Teresa Ojeda – Jacinta

Jacinta

Mi abuela paterna, viuda desde muy joven, vivía con su hermana pequeña, Jacinta, solterona, en la casita de tejas musgosas que había sido de sus padres, perdida en medio del verde barranco que en otros tiempos fue un frondoso bosque de laurisilva. Mi abuela y su hermana; dos mujeres tristes y solas.

Jacinta, fue siempre una mujer extraña. No le gustaba hablar con nadie. No puedo decir que fuese huraña; solo parecía estar atormentada por algo del pasado. Cuando yo la contemplaba, no podía dejar de sentir en mis carnes la tristeza profunda que ese corazón herido, emanaba. Nos quería mucho y nos agasajaba con frutos de su huerto y nos abrazaba todo el tiempo. A mí, me adoraba y, más de una vez conseguí hacerla reír. Me gustaba estar con ella. La quería. Todos los domingos yo subía con mis padres a visitar a las hermanas. Recuerdo que me desconcertaban la rudimentaria cocina y el arcaico retrete, ubicados detrás de la casa, en el pequeño patio de cayados cubierto de helechos. Eran muy incómodos; sobre todo cuando nos quedábamos a pasar la noche. Mi padre, hijo y sobrino único, siempre estaba atento a sus necesidades.

Mi abuela murió cuando contaba los ochenta años. Por el contrario, Jacinta, murió anteayer a los ciento tres años. Mujer valiente y testaruda, siguió viviendo sola en su casa, por lo que, al final, como mis padres se fueron haciendo mayores, fui yo la que acabé cuidándola. Me ha dejado la casa en herencia, pero no la quiero. Al no estar ella, no me apetece subir a este lugar que amenaza ruina.

Hoy he venido a llevarme la cómoda. Jacinta se empeñó en que la pusiera en mi dormitorio he hizo hincapié en que todo lo que contenía era mío. No voy a defraudarla. En realidad, ese mueble me encanta. Una preciosa cómoda de recia tea, incombustible al tiempo y a los bichos. Sobrepasa el metro cincuenta de altura, y tiene cinco grandes gavetas. Siempre estuvo ahí, en la pared del fondo, como testigo mudo de tiempos mejores. Está a rebosar de ropa y su tamaño y peso hace necesario vaciarla para transportarla. Mi sorpresa fue cuando entendí que nada de su contenido había sido usado, y que, a las claras, se trata de un completo ajuar de novia; encajes de ganchillo, sábanas de lino, toallas, manteles y demás prendas propias de una chica casadera, no dejan dudas al respecto. Para mi sorpresa, de entre los pliegos de una de las sábanas, cae al suelo un sobre. Contiene una breve carta. Dice así.

Matanzas. Enero de 1850.

Querida Jacinta. Esta será la última carta que recibas. Me caso esta semana con una muchacha vecina tuya, de Montaña Alta. Llegó a Matanzas hace un año, y bailando un zapateado con los amigos guajiros, nos enamoramos. De todas formas, no pierdes mucho.
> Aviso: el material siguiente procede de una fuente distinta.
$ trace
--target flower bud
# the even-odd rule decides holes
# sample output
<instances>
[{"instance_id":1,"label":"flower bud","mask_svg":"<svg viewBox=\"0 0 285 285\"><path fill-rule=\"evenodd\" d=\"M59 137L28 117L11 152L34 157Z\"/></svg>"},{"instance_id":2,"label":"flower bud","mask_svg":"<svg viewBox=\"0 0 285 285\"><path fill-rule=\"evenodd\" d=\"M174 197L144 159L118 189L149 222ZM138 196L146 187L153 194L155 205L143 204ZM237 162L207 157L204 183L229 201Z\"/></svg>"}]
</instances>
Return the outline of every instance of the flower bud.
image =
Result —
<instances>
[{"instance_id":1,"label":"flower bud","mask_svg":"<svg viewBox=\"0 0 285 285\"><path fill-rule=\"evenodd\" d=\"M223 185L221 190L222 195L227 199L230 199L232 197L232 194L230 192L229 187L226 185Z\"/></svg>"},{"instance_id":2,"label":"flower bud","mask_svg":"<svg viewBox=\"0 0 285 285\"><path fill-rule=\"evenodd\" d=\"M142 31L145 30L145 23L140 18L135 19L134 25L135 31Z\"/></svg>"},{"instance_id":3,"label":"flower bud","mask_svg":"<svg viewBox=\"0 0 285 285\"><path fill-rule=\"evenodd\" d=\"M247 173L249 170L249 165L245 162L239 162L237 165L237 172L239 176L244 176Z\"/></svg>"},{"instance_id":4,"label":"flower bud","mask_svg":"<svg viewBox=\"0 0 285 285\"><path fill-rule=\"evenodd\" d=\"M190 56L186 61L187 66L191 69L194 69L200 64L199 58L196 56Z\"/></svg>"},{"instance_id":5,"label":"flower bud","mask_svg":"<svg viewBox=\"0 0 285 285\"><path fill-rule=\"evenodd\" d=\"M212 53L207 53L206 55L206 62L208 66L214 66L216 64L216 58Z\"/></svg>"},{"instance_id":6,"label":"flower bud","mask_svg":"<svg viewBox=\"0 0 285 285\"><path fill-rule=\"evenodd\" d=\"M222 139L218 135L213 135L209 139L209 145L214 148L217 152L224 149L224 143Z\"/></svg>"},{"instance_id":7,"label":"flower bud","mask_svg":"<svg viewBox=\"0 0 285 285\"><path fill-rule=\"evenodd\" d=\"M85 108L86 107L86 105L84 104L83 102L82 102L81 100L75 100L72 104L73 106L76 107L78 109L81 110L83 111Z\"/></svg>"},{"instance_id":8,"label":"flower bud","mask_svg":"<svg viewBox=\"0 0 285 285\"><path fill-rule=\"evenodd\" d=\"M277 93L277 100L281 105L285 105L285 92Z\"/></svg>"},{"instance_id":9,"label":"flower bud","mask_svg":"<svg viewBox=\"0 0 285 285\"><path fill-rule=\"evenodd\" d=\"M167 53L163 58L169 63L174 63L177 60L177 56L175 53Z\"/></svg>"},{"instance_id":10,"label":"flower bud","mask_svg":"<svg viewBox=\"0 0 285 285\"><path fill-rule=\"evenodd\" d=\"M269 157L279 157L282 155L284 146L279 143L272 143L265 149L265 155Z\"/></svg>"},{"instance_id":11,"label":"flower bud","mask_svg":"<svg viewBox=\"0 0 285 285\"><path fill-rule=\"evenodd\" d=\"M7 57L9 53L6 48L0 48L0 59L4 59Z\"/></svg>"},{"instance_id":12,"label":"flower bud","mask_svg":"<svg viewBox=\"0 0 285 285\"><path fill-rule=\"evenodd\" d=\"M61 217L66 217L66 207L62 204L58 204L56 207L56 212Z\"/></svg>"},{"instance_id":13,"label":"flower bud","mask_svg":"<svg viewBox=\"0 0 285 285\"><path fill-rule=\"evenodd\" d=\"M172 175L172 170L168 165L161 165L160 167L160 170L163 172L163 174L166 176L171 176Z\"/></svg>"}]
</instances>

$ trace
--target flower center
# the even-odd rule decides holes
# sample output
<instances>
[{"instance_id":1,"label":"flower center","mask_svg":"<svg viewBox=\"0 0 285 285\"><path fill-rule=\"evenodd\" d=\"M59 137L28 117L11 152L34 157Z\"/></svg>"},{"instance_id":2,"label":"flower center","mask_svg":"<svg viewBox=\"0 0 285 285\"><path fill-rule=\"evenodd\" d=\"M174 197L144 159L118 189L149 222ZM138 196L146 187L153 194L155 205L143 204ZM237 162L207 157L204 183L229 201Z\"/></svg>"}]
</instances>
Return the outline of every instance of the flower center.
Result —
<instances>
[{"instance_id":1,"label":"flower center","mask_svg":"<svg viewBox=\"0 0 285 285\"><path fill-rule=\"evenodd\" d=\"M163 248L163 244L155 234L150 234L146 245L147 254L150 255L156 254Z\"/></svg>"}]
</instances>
Por acá no están las cosas muy distintas de las de allá. Los contramayorales de las plantaciones, aunque la mayoría son canarios, nos tratan como si fuéramos esclavos. Estoy pensando hacerme montero y trabajar por mi cuenta. Me pondré a vender malaoja como forraje para los caballos. Búscate un novio bueno, rico, cásate y se feliz.

Releí la carta. Ya sabía los motivos para la amargura de Jacinta. Su novio la dejó por otra. ¿Quién la iba a querer? Tiempos extraños aquellos en los que la mujer valía muy poco y menos si era dejada por otro, aunque ese otro, a tenor de la carta, no valiera para merecer su amor. Es triste preguntarse por qué, una maravillosa persona que supo amar a su familia con verdadero amor, pasó su vida llorando a quien no la merecía. Valías mucho, tía. Debí decírtelo durante toda tu vida.